Nephrology Practice Questions

Q: Which immunoglobulin is found in Henoch-Schonlein Purpura?

IgA. **Explanation:** **Henoch-Schönlein Purpura (HSP)**, now commonly referred to as **IgA Vasculitis**, is the most common systemic vasculitis in children. The hallmark of its pathogenesis is the deposition of immune complexes containing **galactose-deficient IgA1** in the walls of small vessels (capillaries, venules, and arterioles). 1. **Why IgA is Correct:** HSP is a Type III hypersensitivity reaction. The core pathology involves abnormal glycosylation of IgA1, leading to the formation of autoantibodies and subsequent immune complex deposition in the skin, joints, gastrointestinal tract, and kidneys. On renal biopsy, immunofluorescence characteristically shows **mesangial IgA deposition**, identical to what is seen in IgA Nephropathy (Berger’s disease). 2. **Why other options are incorrect:** * **IgM & IgG:** While these may occasionally be found as secondary components in the immune complexes, they are not the primary diagnostic or pathogenic drivers of HSP. * **IgE:** This immunoglobulin is associated with Type I hypersensitivity (atopy, asthma, anaphylaxis) and parasitic infections, not the systemic small-vessel vasculitis seen in HSP. **NEET-PG High-Yield Pearls:** * **Classic Tetrad:** Non-thrombocytopenic palpable purpura (usually on lower limbs/buttocks), arthritis/arthralgia, abdominal pain (intussusception is a known complication), and renal involvement. * **Diagnosis:** Primarily clinical. Platelet count will be **normal** (distinguishes it from ITP). * **Renal Prognosis:** The long-term prognosis of HSP depends entirely on the severity of renal involvement (HSP Nephritis). * **Treatment:** Mostly supportive; steroids are used for severe abdominal pain or significant renal involvement but do not prevent chronic kidney disease.

Q: Deficiency of abdominal muscles is associated with which of the following conditions?

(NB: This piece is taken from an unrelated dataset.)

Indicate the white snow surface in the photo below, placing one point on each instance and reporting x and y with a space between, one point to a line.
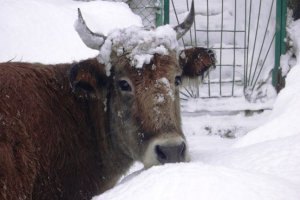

Eagle-Barrette syndrome. **Explanation:** The correct answer is **Eagle-Barrett Syndrome**, more commonly known as **Prune Belly Syndrome**. This is a rare congenital anomaly characterized by a classic triad: 1. **Deficiency of abdominal wall musculature:** This leads to the characteristic wrinkled, "prune-like" appearance of the overlying skin. 2. **Urinary tract abnormalities:** These typically include a large, thin-walled bladder (megacystitis), dilated ureters (megaureter), and renal dysplasia. 3. **Bilateral cryptorchidism:** Failure of the testes to descend into the scrotum. **Analysis of Options:** * **A. Eagle-Barrett Syndrome:** This is the definitive diagnosis for the triad mentioned above. The muscle deficiency is thought to result from fetal abdominal distension caused by early urinary tract obstruction. * **B. Christopher Syndrome:** This is not a recognized medical term related to abdominal wall defects or nephrology. * **C & D. Megacystitis and Megaureter:** While these are *components* or features of Eagle-Barrett syndrome, they are descriptive terms for dilated bladders and ureters, respectively. They can occur independently due to other obstructive pathologies (like Posterior Urethral Valves) and do not inherently imply a deficiency of abdominal muscles. **High-Yield Clinical Pearls for NEET-PG:** * **Epidemiology:** Occurs almost exclusively in **males** (95%). * **Associated Findings:** Often associated with pulmonary hypoplasia (due to oligohydramnios) and orthopedic deformities like clubfoot. * **Prognosis:** Depends largely on the degree of renal dysplasia and pulmonary hypoplasia. * **Radiology:** Voiding cystourethrogram (VCUG) often shows a dilated prostatic urethra and massive vesicoureteral reflux.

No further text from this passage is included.